先程の、男の事を思い返しながらもロードは、とりあえず教えてもらった2つのルートの内、宿屋などもある中心地の方へと向かっていた。


さっきの男の台詞…


揺れそうだ…。って…何がだ?


全く訳のわかんねぇこと言いやがって


考えるのは得意じゃねぇんだよ!


心の中でフードの男への苛立ちを浮かべながら、山道に沿って中心地へと向かって行く。


小一時間歩くと、先程の村よりも活気のある場所が見えて来た。


人通りも多く、宿屋や飲み屋などが多く立ち並んでいた。


「おー。こんなとこもあったんだな。前に素通りした時は、田んぼと畑しかねぇもんだと思ってた」


驚きながら通りに出ようとすると、奥の通りを帝国軍の軍服に身を包んだ集団が走り去って行く。


「あれは…帝国軍…?」


「通報があった通りなら背中に刀を差した赤髪の男がこちらに来る可能性は高い!とにかく探せ!」


小隊の隊長と思しき人物が声をあげると、それが聞こえた街の民達の中でパニックが起こる。

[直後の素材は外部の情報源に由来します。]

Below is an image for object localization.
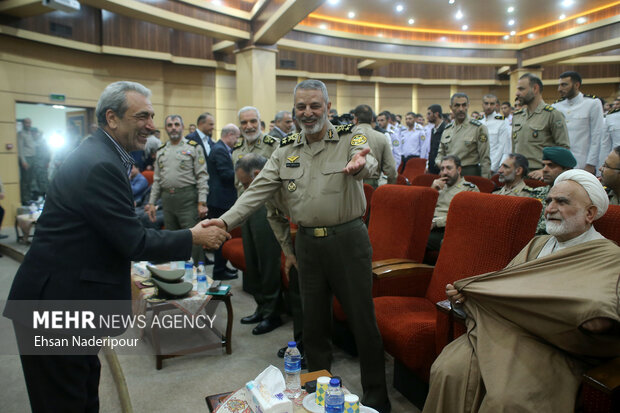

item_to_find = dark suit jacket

「一般の方は焦らず、退避してください!奴は辻斬り…世闇に紛れてしか犯行を犯していない!暴れはしないでしょう!さあ、落ち着いて!」


民を先導する帝国軍の小隊も別に行動しているようで、パニックは最小限に抑えられて行く。


それを物陰で見ていたロードは、先程の男を思い返していた。


やはり…アイツが…?


でもアイツ、逆に向かって行ったよな


引き返した所を通報されたのか?


腕を組んで考えていたロードは、ふと風が吹いていた時のことと先程の隊士の言葉が頭の中でリンクする。


『背中に刀を差した赤髪の男が…』


アイツ、刀腰に差してたなあ…


突如、灯台下暗しの様に忘れていた事を思い出し、ロードは驚嘆する。


背中に刀を差した赤髪の男…


それ俺の事じゃねぇ!!?


何故ここまで気が付かなかったかも、甚だ疑問だが、ロードの中で全てがハマっていく。


「これ…。俺見つかったらどうなるんだ…?いや、待てよ。俺って確証はねぇじゃねぇか。そもそもやってねぇから無実な訳だし!ここは堂々と…」


ロードは思い切って通りに出ようとするが、躊躇いの末、足を元に戻す。


「ちくしょう…何も悪い事してねぇのに…。確証はねぇが可能性は高ェ!」


泣きながらロードは裏道を抜けてその場所から走り去ろうとしていた。


無念というか運が悪いというか。


その走り去っていくロードを視界に入れた男が1人だけいた。


「捕縛対象者は彼奴か。参る!」


軍服をはためかせその男は、ロードの背を単独で追っていく。